Mengumpulkan keberanian, Hima bangkit dari duduknya dan menghampiri Miko yang sedang menyiapkan teko air. Tanpa menunggu lebih lama, ia berbicara, "Mas Miko, apa Mas punya waktu buat ngobrol sama aku malam ini?"

Miko menoleh sekilas, alisnya sedikit terangkat, "Kamu mau ngomongin apa?"

Hima menggigit bibir bawahnya, merasa sedikit gugup, tapi ia tahu ia harus mengatakan apa yang ia rasakan. "Aku merasa kurang nyaman, Mas, kalau Mas terus bersikap seperti ini. Aku tahu Mas terbiasa hidup sendiri, tapi bukan berarti Mas harus bersikap seolah-olah aku tidak ada di rumah ini."
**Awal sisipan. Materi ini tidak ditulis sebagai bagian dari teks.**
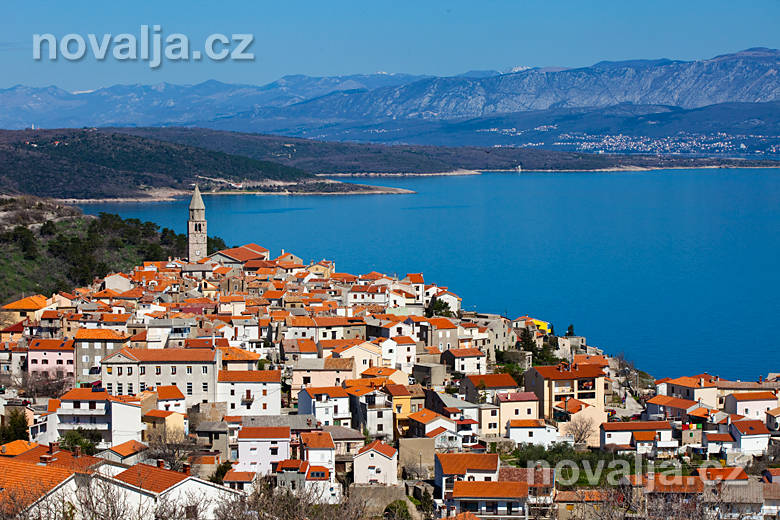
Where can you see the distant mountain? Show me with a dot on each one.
(325, 158)
(549, 126)
(100, 164)
(165, 103)
(300, 105)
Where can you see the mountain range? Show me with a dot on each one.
(737, 92)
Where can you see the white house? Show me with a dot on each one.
(250, 392)
(751, 437)
(93, 409)
(329, 404)
(533, 431)
(171, 399)
(751, 405)
(318, 449)
(376, 463)
(259, 447)
(453, 467)
(467, 361)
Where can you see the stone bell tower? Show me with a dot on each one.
(196, 228)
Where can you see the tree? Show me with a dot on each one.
(527, 341)
(397, 510)
(427, 505)
(172, 447)
(581, 429)
(438, 308)
(221, 471)
(16, 427)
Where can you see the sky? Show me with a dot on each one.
(421, 37)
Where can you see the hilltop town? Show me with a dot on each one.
(243, 383)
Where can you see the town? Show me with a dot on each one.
(241, 383)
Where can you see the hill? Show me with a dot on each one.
(49, 247)
(307, 106)
(89, 164)
(327, 158)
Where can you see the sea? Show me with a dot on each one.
(679, 270)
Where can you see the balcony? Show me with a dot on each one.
(84, 425)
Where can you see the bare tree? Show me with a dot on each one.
(581, 428)
(173, 447)
(281, 503)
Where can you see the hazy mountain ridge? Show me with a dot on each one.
(295, 103)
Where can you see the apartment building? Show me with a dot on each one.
(193, 371)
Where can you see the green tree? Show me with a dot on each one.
(426, 505)
(87, 440)
(438, 308)
(16, 427)
(48, 228)
(219, 475)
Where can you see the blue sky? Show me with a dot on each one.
(424, 37)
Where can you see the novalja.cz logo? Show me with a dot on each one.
(151, 46)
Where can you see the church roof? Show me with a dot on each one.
(197, 200)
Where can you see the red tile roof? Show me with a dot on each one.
(169, 392)
(564, 371)
(150, 478)
(264, 432)
(250, 376)
(496, 381)
(633, 426)
(477, 489)
(460, 463)
(317, 440)
(751, 427)
(377, 445)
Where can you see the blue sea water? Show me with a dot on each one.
(676, 268)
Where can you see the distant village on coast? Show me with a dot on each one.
(241, 383)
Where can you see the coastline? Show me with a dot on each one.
(171, 195)
(404, 174)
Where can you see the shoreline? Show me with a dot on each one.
(404, 174)
(174, 195)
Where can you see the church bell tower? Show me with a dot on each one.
(196, 228)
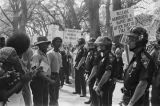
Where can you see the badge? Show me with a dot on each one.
(134, 64)
(145, 61)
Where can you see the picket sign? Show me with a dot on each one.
(122, 20)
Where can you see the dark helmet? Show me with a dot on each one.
(92, 40)
(81, 41)
(158, 34)
(19, 41)
(2, 41)
(104, 40)
(141, 36)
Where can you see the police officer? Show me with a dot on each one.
(104, 84)
(138, 75)
(2, 42)
(155, 99)
(80, 83)
(89, 65)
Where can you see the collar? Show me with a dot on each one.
(41, 53)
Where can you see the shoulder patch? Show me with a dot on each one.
(145, 60)
(111, 57)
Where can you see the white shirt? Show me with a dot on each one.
(55, 60)
(124, 58)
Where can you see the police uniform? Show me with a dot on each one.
(89, 66)
(139, 69)
(155, 98)
(106, 64)
(39, 86)
(80, 83)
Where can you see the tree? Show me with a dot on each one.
(16, 15)
(93, 10)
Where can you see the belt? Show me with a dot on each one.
(54, 73)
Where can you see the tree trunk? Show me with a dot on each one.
(108, 25)
(93, 8)
(23, 16)
(73, 15)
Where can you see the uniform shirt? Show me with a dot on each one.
(155, 99)
(90, 60)
(40, 59)
(124, 58)
(26, 58)
(55, 60)
(140, 68)
(82, 52)
(105, 64)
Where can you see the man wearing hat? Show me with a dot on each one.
(40, 83)
(2, 42)
(55, 59)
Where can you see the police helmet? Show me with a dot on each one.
(158, 34)
(81, 41)
(140, 35)
(92, 40)
(104, 40)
Miko berhenti sejenak, tangan yang tadi sibuk mempersiapkan teh terhenti. Ia menatap Hima dengan tatapan datar, tapi ada sedikit kebingungan yang muncul di matanya. "Kalau aku nggak peduli sama keberadaan kamu, nggak mungkin aku ngambil handuk dari tangan kamu tadi," ujarnya dengan nada yang sama sekali tidak berubah.

Hima menggeleng pelan, mencoba menjelaskan maksudnya. "Bukan itu yang aku maksud, Mas. Aku ingin Mas mau meminta bantuanku setidaknya untuk hal-hal kecil, seperti menyeduh teh atau memasak makanan. Aku tidak mau hanya menumpang di rumah Mas tanpa melakukan apa-apa."

Miko memandangi Hima beberapa detik, sebelum akhirnya mengangkat bahu sedikit. "Aku tidak mencari pembantu untuk rumah ini, Hima. Jadi, aku tidak ingin merepotkanmu."

Kata-kata Miko itu membuat Hima terdiam sejenak. Ia tidak tahu harus merasa bagaimana—tersinggung atau sedih, tapi yang pasti, ada rasa kecewa yang tumbuh di dalam hatinya. Hima merasa bahwa Miko tidak memahami maksudnya, atau mungkin tidak mau memahaminya.

"Mas Miko," suara Hima terdengar lebih lembut, "Aku bukan pembantu, aku tahu itu. Tapi aku juga bukan tamu di rumah ini. Aku istri Mas, dan aku ingin merasakan menjadi bagian dari kehidupan Mas, meskipun hanya melalui hal-hal kecil seperti itu."

Miko kembali diam, kali ini lebih lama. Ia akhirnya mengalihkan pandangannya ke teh yang mulai mendidih, lalu perlahan menuangkan air panas ke dalam cangkir. "Aku mengerti," jawabnya pelan, tapi masih dengan nada yang sulit diartikan. "Kalau kamu ingin membantu, silakan. Tapi, aku tetap tidak akan memintanya."

Hima tersenyum tipis, meskipun ada rasa pahit di dalam hatinya. Setidaknya, Miko telah mendengar apa yang ia katakan, meskipun jawaban Miko belum sepenuhnya memuaskan hatinya.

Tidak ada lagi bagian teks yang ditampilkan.